[Tester Wanted]: Graceful shutdown of flows

GogoVega · 10 November 2025 09:23

Hi all,

I'm reaching out to you today to gather feedback on a potential new feature in NR v5.

This new feature is graceful shutdown of flows – providing a way to halt incoming work while allowing in-progress work to complete before fully stopping.

Imagine your flow contains an http in => function => http response workflow, and you decide to deploy a change. If a request arrives while the flow is restarting, this request will be lost, and the client will receive a 404 error.

The graceful shutdown feature would allow NR to send the response to the client before closing nodes.

More specifically, graceful shutdown is a three-step shutdown sequence:

Close all message initiator nodes. These nodes are defined by the user in the UI.
Wait until the list of messages in progress is empty (or until the timeout is reached).
Close remaining nodes.

Each flow/subflow has its own tab for individual configuration. This window contains:

timeout
a list of message initiator nodes
a checkbox for failFast

The failFast option allows you to cancel the graceful shutdown of other flows linked to its closure.
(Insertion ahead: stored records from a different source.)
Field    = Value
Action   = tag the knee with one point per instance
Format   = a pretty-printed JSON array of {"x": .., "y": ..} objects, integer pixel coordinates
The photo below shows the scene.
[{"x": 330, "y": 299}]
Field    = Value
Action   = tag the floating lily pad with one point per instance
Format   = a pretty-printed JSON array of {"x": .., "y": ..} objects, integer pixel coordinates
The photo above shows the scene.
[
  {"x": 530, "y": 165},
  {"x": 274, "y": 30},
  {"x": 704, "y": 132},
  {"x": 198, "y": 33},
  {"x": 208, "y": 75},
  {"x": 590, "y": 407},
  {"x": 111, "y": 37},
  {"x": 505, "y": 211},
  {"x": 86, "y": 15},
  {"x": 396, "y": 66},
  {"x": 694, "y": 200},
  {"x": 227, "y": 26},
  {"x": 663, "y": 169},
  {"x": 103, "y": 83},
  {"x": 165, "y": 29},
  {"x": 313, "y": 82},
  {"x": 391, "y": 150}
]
See shutdown scope in the linked PR.

This sequence works the same way for a restart and all three types of deployment (full/flow/node).

You can test this new feature yourself by:

cloning the repository: git clone https://github.com/GogoVega/node-red.git
checking out the branch: git checkout 2296-graceful-shutdown
installing dependencies: npm i
building NR: npm run build
and finally running it: npm start

The linked PR contains a test flow to help you discover

NOTE: Nick has not yet approved details of its internal workings.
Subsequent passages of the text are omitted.